Moreover, the two datasets are independent from eachother, bringing sometimes unaligned exposure results for the two indicators.

Meanwhile, GHS (by JRC) has updated its data offer, with better resolution, new height/volumetric buildings data, new popolation layers, etc. It also offers projections up to 2030!
I think it will ultimately offer a more consistent analysis, and sure it seems more future-proof than what we are relying on now.

Framework for models intercomparison

This applies mostly to hazard, but potentially exposure as well:

Comparing different probabilistic hazard models for the same hazard
- Example: I was requested to compare Fathom and JBA flood models
Measure the difference between population and land cover at different times (past / present / future)
- Example: WSF evolution

Add Wildfire hazard [optional feature, only wherever relevant]

Wildfire hazars is currently not included in the screening.

There are some recent options in terms of third-party global datasets to evaluate:

Fire danger indices historical data Copernicus
Fire burned area from 2001 to present derived from satellite observations Copernicus

A review of existing datasets and methodologies for fire hazard has been previously included in the hazard review document, but needs to be updated.

Wildfire

A wildfire is any uncontrolled burning of biomass and affected man-made assets, which spreads based on environmental conditions. The probability of wildfire occurrence is typically measured by the Fire Weather Index (FWI), possibly in conjunction with a fuel model.
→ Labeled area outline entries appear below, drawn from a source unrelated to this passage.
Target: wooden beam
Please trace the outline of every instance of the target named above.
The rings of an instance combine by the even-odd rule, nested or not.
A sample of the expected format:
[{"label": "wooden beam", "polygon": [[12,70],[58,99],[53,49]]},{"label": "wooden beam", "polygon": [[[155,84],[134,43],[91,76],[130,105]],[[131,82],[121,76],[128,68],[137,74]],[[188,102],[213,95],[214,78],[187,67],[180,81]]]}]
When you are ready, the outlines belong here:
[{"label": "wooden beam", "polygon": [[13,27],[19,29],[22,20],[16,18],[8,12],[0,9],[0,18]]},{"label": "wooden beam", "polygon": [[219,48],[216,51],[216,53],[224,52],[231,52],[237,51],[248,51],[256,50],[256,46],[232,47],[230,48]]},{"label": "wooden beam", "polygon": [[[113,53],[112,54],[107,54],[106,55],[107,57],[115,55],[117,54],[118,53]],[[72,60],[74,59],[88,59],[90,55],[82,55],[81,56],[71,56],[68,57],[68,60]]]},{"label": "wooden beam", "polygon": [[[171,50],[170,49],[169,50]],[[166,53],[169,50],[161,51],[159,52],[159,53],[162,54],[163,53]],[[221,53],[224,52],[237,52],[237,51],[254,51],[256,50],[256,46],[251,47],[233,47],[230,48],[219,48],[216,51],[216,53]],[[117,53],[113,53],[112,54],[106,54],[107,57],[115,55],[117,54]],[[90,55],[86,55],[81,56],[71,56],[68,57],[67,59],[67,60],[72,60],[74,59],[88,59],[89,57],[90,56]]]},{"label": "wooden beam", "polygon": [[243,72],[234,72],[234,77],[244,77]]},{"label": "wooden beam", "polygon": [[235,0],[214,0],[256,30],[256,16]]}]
Name	Global Fire Weather Index	Global fire danger re-analysis (1980–2018) for the Canadian Fire Weather Indices
Developer	CSIRO	Vitolo et al.
Hazard process	Wildfire	Wildfire
Resolution	10 km
Analysis type	Probabilistic
Frequency type	Return Period (3 RPs): 2, 5, 10 years
Time reference	Baseline (36 years)	Baseline (1980-2018)
Intensity metric	Fire Weather Index
License	Open data
Notes

The CSIRO datasets (Fig. 8), which drove the wildfire assessment in ThinkHazard and other applications, uses an approach which is entirely based on fire weather index climatology (Fire Weather Index, FWI) to assess both the onset of conditions that will allow fires to spread, as well as the likelihood of fire at any point in the landscape. The method uses statistical modelling (extreme value analysis) of a 36 years fire weather climatology from GFWED to assess the predicted fire weather intensity for specific return period intervals. These intensities are classified based on thresholds using conventions to provide hazard classes that correspond to conditions that can support problematic fire spread in the landscape if an ignition and sufficient fuel were to be present.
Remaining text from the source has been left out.